Giter VIP home page Giter VIP logo

Comments (12)

lifeiteng avatar lifeiteng commented on April 27, 2024

I also have this problem. I change the code, let the program continue if this problem occurs.

from caffe.

sguada avatar sguada commented on April 27, 2024

Thanks for sharing. Do you know if later was able to write a snapshot?
Otherwise it will be useless.
I will check other options too.

Sergio
On Jan 18, 2014 7:30 PM, "Feiteng Li" [email protected] wrote:

I also have this problem. I change the code, let the program continue if
this problem occurs.


Reply to this email directly or view it on GitHubhttps://github.com//issues/38#issuecomment-32700185
.

from caffe.

sguada avatar sguada commented on April 27, 2024

I have changed the code to let program keep running, but later is not able to snapshot the network again, and therefore become useless, since I can never save the parameters.
For now what I'm doing is training for 10000 iteractions, and making 2 snapshots and then resuming from there.

from caffe.

lifeiteng avatar lifeiteng commented on April 27, 2024

The program can work normally after ...(NO, cannot work normally!)
I change the function like this:

void WriteProtoToBinaryFile(const Message& proto, const char* filename) {
fstream output(filename, ios::out | ios::trunc | ios::binary);
// CHECK(proto.SerializeToOstream(&output));
if ( ! proto.SerializeToOstream(&output) ) { //add by LiFT
fstream out("SerializeToOstream_Error.txt", fstream::out | fstream::app);
out << "---- SerializeToOstream Error: file " << filename << " ----\n";
out.close();
}
output.close(); //add by LiFT

from caffe.

sguada avatar sguada commented on April 27, 2024

@lifeiteng thanks for sharing your code, I tried something similar on my own, and was able to keep the code running. But the problem is that after the first failure on WriteProtoToBinaryFile then it fails all later attempts, so I can never get a snapshot of the network for later use.

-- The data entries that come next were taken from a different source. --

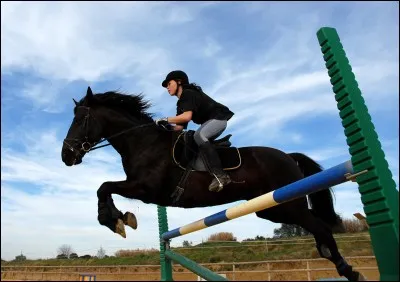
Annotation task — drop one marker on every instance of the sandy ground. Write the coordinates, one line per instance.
(182, 274)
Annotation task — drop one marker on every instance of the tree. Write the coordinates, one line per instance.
(65, 250)
(101, 253)
(21, 257)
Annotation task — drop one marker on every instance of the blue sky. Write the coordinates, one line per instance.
(262, 59)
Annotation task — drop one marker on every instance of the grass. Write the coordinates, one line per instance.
(235, 251)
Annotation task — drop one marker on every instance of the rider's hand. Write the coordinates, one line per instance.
(161, 121)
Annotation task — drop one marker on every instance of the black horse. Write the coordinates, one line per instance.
(161, 167)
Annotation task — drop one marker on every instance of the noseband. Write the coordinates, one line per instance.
(86, 146)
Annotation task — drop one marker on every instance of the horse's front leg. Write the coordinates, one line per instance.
(108, 214)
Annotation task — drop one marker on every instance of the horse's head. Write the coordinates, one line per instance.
(83, 133)
(99, 116)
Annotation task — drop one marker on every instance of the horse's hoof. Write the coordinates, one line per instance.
(130, 220)
(361, 277)
(120, 228)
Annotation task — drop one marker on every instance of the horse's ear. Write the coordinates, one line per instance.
(89, 96)
(89, 93)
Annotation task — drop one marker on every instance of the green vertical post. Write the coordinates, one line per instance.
(377, 187)
(166, 265)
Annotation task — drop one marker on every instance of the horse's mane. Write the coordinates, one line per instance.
(133, 104)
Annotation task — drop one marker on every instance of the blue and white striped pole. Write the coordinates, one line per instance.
(316, 182)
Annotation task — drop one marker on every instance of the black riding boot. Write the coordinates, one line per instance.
(214, 166)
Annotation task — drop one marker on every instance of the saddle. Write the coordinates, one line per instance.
(185, 152)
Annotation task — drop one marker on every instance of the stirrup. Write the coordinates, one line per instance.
(221, 182)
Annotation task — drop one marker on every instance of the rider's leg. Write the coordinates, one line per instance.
(211, 130)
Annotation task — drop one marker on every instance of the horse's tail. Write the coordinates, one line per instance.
(321, 202)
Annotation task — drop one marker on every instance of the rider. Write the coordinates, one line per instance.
(193, 104)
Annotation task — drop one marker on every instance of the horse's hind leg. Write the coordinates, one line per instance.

What I did is change the parameter snapshot_prefix: and then the code start working again. I don't yet why it was failing in the first case, I cannot think of any explanation why it fails sometimes.

from caffe.

lifeiteng avatar lifeiteng commented on April 27, 2024

What is the cause of the problem?
It always happens when I use the code to do Acoustic Modeling(I have changed the code to make it OK for Acoustic Modeling).

from caffe.

sguada avatar sguada commented on April 27, 2024

I haven't found the reason yet, but I just changed the snapshot_prefix and
it worked. My only explanation is that maybe there were too many snapshots
with that name in the disk already.

Sergio

2014-02-07 Feiteng Li [email protected]:

What is the cause of the problem?
It always happens when I use the code to do Acoustic Modeling(I have
changed the code to make it OK for Acoustic Modeling).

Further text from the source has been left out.